The definition of the Möbius function should resemble the adding and subtracting of inclusion-exclusion:
$$
\mu(n) = (-1)^{\omega(n)} [ n \text{ squarefree}]
$$
$\omega(n)$ counts the number of distinct prime factors of $n$. The inclusion-exclusion is useful for counting and sums. Here's the simplest example I can think of:
$\varphi(n)$ counts the positive integers up to $n$ that are coprime to $n$.
To count the totient, we count how many are coprime to $n$ using inclusion-exclusion:
Start with $n$. Then for each prime divisor $p$, $n / p$ are divisible by $p$, so exclude those. Then $n / pq $ for distinct $p, q$ have been over-excluded, so add those back in, etc.
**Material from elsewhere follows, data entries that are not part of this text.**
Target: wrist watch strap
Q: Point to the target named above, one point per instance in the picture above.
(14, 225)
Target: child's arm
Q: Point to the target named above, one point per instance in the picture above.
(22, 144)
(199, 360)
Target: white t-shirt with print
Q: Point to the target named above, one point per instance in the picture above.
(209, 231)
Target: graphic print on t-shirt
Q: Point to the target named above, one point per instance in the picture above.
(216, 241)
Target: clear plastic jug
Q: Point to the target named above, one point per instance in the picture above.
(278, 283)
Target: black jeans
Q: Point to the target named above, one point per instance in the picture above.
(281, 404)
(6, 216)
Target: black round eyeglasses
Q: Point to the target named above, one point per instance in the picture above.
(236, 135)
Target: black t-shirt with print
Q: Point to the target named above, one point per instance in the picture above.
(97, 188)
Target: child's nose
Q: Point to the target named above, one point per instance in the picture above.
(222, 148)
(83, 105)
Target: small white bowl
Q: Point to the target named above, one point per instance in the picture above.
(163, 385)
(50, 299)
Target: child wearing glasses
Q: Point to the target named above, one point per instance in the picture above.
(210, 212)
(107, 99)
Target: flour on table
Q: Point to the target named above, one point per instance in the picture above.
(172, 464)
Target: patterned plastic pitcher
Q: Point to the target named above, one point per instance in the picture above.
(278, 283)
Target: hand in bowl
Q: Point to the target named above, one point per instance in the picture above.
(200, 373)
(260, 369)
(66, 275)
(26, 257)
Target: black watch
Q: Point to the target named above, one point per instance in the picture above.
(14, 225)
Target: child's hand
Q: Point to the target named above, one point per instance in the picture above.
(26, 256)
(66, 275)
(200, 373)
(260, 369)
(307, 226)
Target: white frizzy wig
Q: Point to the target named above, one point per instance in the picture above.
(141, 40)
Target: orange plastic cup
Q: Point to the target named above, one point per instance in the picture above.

$$\varphi(n) = n - \sum_{p | n} \frac{n}{p} + \sum_{\substack{p < q \\ p, q | n }} \frac n {p q} - \cdots $$
The trick is we can combine all these sums into one sum over the divisors of $n$. Every divisor is either square-free, the product of $\omega(n)$ distinct prime factors, or has a square factor. This gives us the nice identity
$$\varphi(n) = \sum_{d | n} \mu(d) \frac n d$$
where $\mu(d)$ encodes the sign from inclusion-exclusion, including ignoring divisors $d$ with square factors by virtue of $\mu(d) = 0$. In the notation of Dirichlet convolution, $\varphi = \mu * \operatorname{Id}$. We can do similar identities with divisor-related functions like $G(n) = \sum_{a < b \le n} [\gcd(a,b) = 1] $, by summing over every possible $d \le N$. Then we can even calculate sums involving $\lfloor n / d \rfloor$ in sub-linear time with the Dirichlet hyperbola method.